Forward.com


Adam Bronfman Honored at JOI Dinner
ON THE GO

INTERMARRIEDS, THEIR CHILDREN AND GRANDPARENTS FIND A HOME IN JUDAISM, THANKS TO THE JEWISH OUTREACH INSTITUTE

“I cried when three of my Jewish friends went off to Camp Ramah,” Judaism-convert Mare Winningham said during a private chat at the October 27 Jewish Outreach Institute’s “Two Decades of Inclusion” celebration, held at the Museum of Jewish Heritage - A Living Memorial to the Holocaust. Singer-musician Winningham, with “my two buddies from Arkansas [who play] Jew-grass music,” provided the evening’s entertainment. Winningham said she left the Catholic faith when she was a teenager: “I was looking for answers to the big questions.” She said she found these “in Judaism’s emphasis on how to behave toward one’s fellow man” and in the religion’s “beautiful sense of home.” Winningham is one of America’s highly regarded artists. Her work on stage and screen and in more than 60 TV movies has earned her two Emmys and Peabody Award for Excellence in Television, plus Golden Globe and Academy Award nominations.

Adam Bronfman, the evening’s honoree, admitted that he “had not been taught the concepts of Judaism as a child.… Growing up in New York in the 1960s and ’70s,” he did not “find meaning in Judaism.” Now his Judaic portfolio includes Samuel Bronfman Foundation vice chair, member of the Hillel International Board of Governors and membership in Temple Har Sholom in Park City, Utah, where he established the Saidye Rosner Bronfman Rabbinic Chair. The Bronfman clan was represented by Edgar Bronfman, Edgar Bronfman Jr. and Samuel Bronfman II. (In the goody bag there was a copy of “Hope Not Fear,” a new book by Edgar M. Bronfman and Beth Zasloff (St. Martin’s Press), in which the former president of the World Jewish Congress and current president of Board of Governors of Hillel urges North American Jewry “to build, not fight.…We need to celebrate the joy in Judaism as we recognize our responsibility to alleviate suffering and to help heal a broken world.”

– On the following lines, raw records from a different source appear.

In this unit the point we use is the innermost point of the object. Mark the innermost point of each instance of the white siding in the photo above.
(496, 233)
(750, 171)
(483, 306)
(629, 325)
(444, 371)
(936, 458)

Founded in 1988, JOI has helped foster scores of Jewish outreach imperatives coast to coast. Its programs encompass opportunities for the intermarried in the Jewish community. Funded by The Samuel Bronfman Foundation, theses programs include Public Space Judaism; the Mothers Circle, an umbrella of free, educational programs and resources for non-Jewish women raising Jewish children; Empowering Ruth, a free program that supports female Jews-by-Choice; the Grandparents Circle, an education and networking program for Jewish grandparents whose adult children have intermarried, and Big Tent Judaism, which, according to promotional literature, is an “approach to the Jewish community that takes its lead from the values and vision of our Biblical forbears, Abraham and Sarah’s tent — which was open on four sides to welcome all who approach.”